A Farewell to Grass

by Lou Rutter One huge drawback to converting our lawns in Cumeada into one of these “dry gardens” we read (and hear) so much about is my ...

by Lou Rutter

One huge drawback to converting our lawns in Cumeada into one of these “dry gardens” we read (and hear) so much about is my love of lawn-mowing. I just love using my Viking electric lawn mower, trying to keep the lines made by the roller just so, revelling in the smell of cut grass and the open air. . . . . but I do have to admit that lawns are thirsty beasts.
House front bed cleaned and ready for the next stage















We are fortunate in having access to a borehole of sweet water, and had never even thought about the amount of water our fully irrigated gardens and lawns consumed – until a couple of years ago, when the borehole pump failed, we had guests holidaying in the house, and the Municipal water supply was turned on. It stayed on for the remainder of the summer, some three months, and when we returned to the Algarve for the winter, we found a Silves Camara water demand for some 4,000 euros waiting for us. My word, shocks like that do tend to concentrate the mind, and I immediately went into dry garden investigation overdrive.
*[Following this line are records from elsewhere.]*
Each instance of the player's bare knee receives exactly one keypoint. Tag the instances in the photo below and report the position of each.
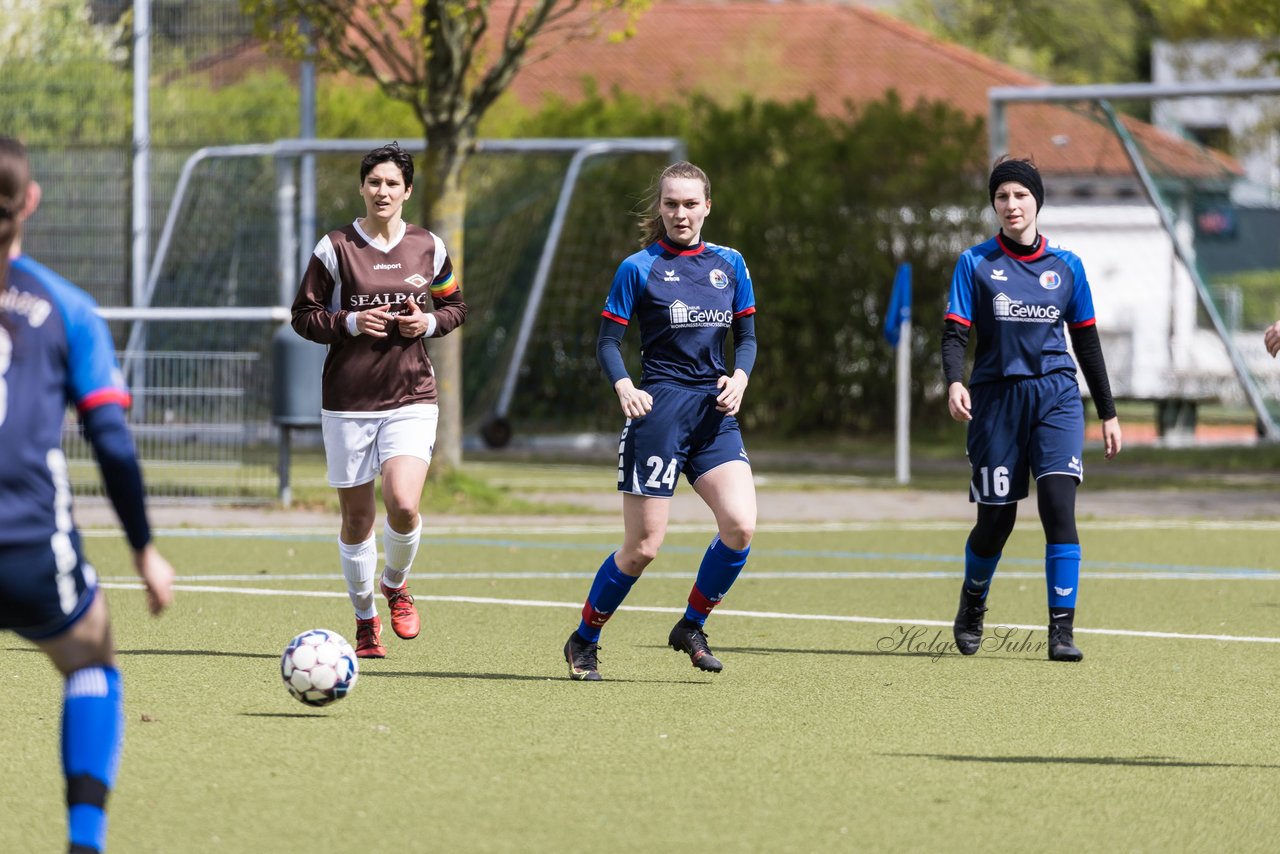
(402, 517)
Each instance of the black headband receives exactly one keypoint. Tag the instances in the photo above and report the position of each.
(1023, 173)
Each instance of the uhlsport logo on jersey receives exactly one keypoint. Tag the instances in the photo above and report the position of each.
(1019, 311)
(684, 316)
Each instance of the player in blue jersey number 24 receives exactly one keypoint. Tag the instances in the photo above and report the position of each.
(1023, 403)
(56, 352)
(685, 295)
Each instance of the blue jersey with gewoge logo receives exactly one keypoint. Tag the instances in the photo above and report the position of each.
(685, 300)
(1018, 306)
(55, 351)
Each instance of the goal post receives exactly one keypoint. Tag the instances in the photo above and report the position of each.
(228, 260)
(1260, 393)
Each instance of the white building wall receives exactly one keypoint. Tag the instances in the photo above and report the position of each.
(1146, 305)
(1257, 150)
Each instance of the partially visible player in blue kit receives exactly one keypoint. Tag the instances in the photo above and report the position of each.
(1025, 414)
(56, 352)
(685, 295)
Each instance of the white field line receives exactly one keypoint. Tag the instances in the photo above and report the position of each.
(694, 528)
(726, 612)
(837, 575)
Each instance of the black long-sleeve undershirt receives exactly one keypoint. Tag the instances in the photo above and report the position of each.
(1084, 342)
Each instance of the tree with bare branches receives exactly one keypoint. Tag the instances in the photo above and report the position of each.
(449, 60)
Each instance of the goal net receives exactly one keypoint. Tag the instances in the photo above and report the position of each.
(1178, 236)
(228, 259)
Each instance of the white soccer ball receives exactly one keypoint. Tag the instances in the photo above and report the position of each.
(319, 667)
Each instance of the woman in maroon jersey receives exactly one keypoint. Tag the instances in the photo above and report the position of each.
(365, 295)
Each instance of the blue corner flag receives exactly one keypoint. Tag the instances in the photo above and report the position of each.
(899, 304)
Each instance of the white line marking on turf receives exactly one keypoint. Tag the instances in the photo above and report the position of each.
(725, 612)
(781, 528)
(837, 575)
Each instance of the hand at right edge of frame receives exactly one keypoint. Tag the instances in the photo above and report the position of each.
(959, 403)
(1111, 441)
(635, 402)
(156, 576)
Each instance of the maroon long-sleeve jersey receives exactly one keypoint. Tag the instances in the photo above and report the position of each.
(347, 273)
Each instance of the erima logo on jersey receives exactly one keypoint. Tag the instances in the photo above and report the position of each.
(686, 316)
(28, 305)
(368, 300)
(1019, 311)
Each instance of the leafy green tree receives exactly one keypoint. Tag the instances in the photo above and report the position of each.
(1088, 41)
(44, 46)
(439, 58)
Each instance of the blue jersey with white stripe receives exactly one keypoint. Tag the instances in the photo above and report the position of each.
(1018, 306)
(55, 351)
(685, 300)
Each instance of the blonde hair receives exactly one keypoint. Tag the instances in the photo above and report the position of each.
(650, 222)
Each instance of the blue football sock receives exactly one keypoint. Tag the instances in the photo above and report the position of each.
(1061, 574)
(720, 569)
(92, 731)
(608, 590)
(978, 571)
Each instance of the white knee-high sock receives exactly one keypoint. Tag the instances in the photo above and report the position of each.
(359, 562)
(400, 551)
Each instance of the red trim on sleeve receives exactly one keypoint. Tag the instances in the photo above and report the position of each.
(104, 396)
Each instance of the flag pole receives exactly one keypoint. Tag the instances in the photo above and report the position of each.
(903, 439)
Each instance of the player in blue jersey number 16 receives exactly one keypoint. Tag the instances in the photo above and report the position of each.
(56, 352)
(685, 295)
(1015, 292)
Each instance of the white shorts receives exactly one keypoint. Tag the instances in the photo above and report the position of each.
(356, 448)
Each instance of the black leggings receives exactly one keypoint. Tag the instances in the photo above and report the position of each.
(1055, 496)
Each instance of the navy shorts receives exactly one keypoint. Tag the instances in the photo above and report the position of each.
(682, 433)
(1032, 425)
(44, 589)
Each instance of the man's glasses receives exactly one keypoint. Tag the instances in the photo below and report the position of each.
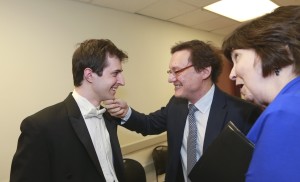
(178, 72)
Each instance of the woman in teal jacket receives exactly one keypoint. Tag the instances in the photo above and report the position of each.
(266, 60)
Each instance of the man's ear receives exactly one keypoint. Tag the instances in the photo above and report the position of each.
(88, 75)
(206, 72)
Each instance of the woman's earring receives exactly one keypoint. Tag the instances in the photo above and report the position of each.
(277, 71)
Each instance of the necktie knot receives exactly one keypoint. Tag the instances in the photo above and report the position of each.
(95, 113)
(192, 139)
Planning spaces between plants before planting
We were equally fortunate to discover, through our membership of The Mediterranean Garden Society, a “dry garden” plantsman based in Meze, in Southern France and he, Olivier Filippi, has been the major source of our plantings ever since. The Robert Louis Stevenson quotation “to travel hopefully is a better thing than to arrive” can certainly be applied to garden planning, and many happy hours have been spent poring over books and catalogues, many lists of “must have” plants drawn up – and discarded before the final decisions were made and orders for plants despatched.

Saturated soils in winter
November 2009 saw the start of re-designing the two north facing gardens at the front of the house which were completely stripped of the water-hungry shrubs which had been planted as part of the overall garden construction when the house was built in 2005 on an east-west ridge between Silves and Messines. After clearing the ground, removing obstinate roots and irrigation pipes and adding new compost and grit, the newly delivered dry garden plants were placed, studied, replaced and planted . . . . just at the start of one of the wettest winter the Algarve has known !

Once the plants were established (and the soil had dried out), a weed suppressing fabric was placed in position and “X” cuts made for them to grow through. We selected a fine “pea” gravel in a mix of pinks, browns and blacks to cover the fabric and this has proved to be a very successful and pleasing choice. Some fourteen months after planting, the dry garden had exceeded all our hopes for it, but for the first year following that wet planting, Summer 2010, the gardens were watered via a hosepipe once a month, but on only one occasion this year, Summer 2011, have we felt that a brief watering was necessary and this did prove beneficial.

House front bed two years after planting 
A carefully selected range of plants in a “dry garden” can produce much more colour than in a typical Algarve shrub filled border. The weed suppressing facility of the gravel plus fabric means that weeds grow very sparingly and are easy to uproot once spotted, and time once spent forking out weeds amongst head-high bushes such as Hibiscus and Bougainvillea and now spent on deadheading the low growing shrubs (and taller examples such as Romneya coulteri) can extend the flowering period for most plants by at least a couple of months.

I shall miss my therapeutic walks up and down the lawns behind my lawnmower but the pleasure I know we shall derive from a newly planted dry garden will more than compensate and will be well worth waiting for. So, come late October/early November, our front lawns, almost 100m² of fine green turf, will have to go, and will be replaced by a newly designed and landscaped area which, this time next year, with a bit of luck and lots of TLC, should transform the appearance of our home and give the local ladies who promenade through the hamlet something different to look at and talk about ! And the hundreds of gallons of water hitherto wasted on keeping the lawns green will be conserved for other uses.  Not a bad result, overall.